As a data architect, iterative development scared the stuffing out of me at first. I was accustomed to having the data model pretty well set up front and working hard to minimize or at least localize changes to the overall database structure. Iterative development make change normal, so no more “holding the line!”
Luckily, database refactoring isn’t a new concept. And metadata tools are improving constantly making impact analysis less and less daunting all the time. When I plan for DB change, I’m primarily looking for ways to minimize the impact to both upstream (ETL) and downstream (reporting, extracts) database users. Impact generally comes from:
- Structural change – adding or removing columns, tables, schemas, etc.
- Change in grain – what was once a “one row per customer” table is now a “one row per customer location” table.
- Change in content – “all” the customers in the customer table used to be just US customers, but now there’s international customers in there!
Changes in structure of the database can be disrupting, but some disruption is avoidable. Here’s some techniques to minimize structural change disruption:
- Stabilize the user interface through the use of user views from day 1. In my DW designs, nobody gets direct access to the tables. A “SELECT * FROM” view is near-zero overhead and gives you the freedom to change the underlying table at will without impacting the interface.

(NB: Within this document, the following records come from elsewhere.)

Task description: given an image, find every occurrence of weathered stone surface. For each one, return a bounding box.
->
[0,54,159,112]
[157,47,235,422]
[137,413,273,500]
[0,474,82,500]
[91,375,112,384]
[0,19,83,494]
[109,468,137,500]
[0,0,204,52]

- Coach users to never SELECT * FROM in their queries. Specifying columns means new columns don’t impact you at all. Assume the interface will grow in columns.
- Define a default value for new columns that is explicit. An old “legacy” record shouldn’t have a meaningful value in a new column unless that value is truly valid.
- Determine if a removed column should continue to live in the user interface with a static default value. Generally, I like things to break if there’s no longer a value available to ensure reports don’t silently produce bad output. However, sometimes it’s OK to default everyone’s t-shirt size to XL and avoid breaking the reports. Alternately, leave the old data alone and default new records to an explicit “no longer collected” value.
- Renaming tables and columns should be handled by manipulating the user interface, retaining but deprecating the old name(s) and adding the new to the interface.
Change in grain is an ugly one, and I avoid it if at all possible. My general rule of thumb is that a table’s grain is constant over its life. New grain = new table. Otherwise, you will break things and these breaks will generally be silent. The CFO’s reports will just start double counting things, and that’s a bad plan for everone.
Change in content is unavoidable but can be mitigated with some up front planning. Because of the possibility of change in content, I (often) add a definition to tables coaching users on what filters to include for the table by default. In other words, define specifically what you mean by “ALL” when you query for “all customers” or “all products”. Almost all reports should be limited by default to some part of the organization, to a geographic region, to a particular set of charge codes, etc. In cube or reporting environments, I generally avoid changing the default member(s) of a dimension. If the user wants a different member, they should specify it, not break everyone else’s reports!
The other major tool in the modeler’s tool belt regarding design change is abstraction. Abstract models are significantly more resilient to change than highly specific models. This is the result of effectively moving some of the structure of the model into the data itself. For instance, instead of having 3 customer tables, one for domestic, one for foreign, and one for B2B, an abstract model might have a single customer table paired with a Customer Attribute (CUST_ATTR) table configured using a Customer Attribute Type (ATTR_TYPE) table. Now, to add a column to a customer is simply to add a row to the Customer Attribute Type table.
This sounds great, but know that you’ve now introduce a “structural data” table to the model. The contents of the ATTR_TYPE table now effectively dictate the structure of the model, and these contents need to be controlled (similar to DDL).
So, refactoring isn’t as bad as all that. You’re going to break things to be sure, but if you take control of your database interfaces, you control where those breaks happen and have a chance to minimize the impacts to your own processes as well as your customers’.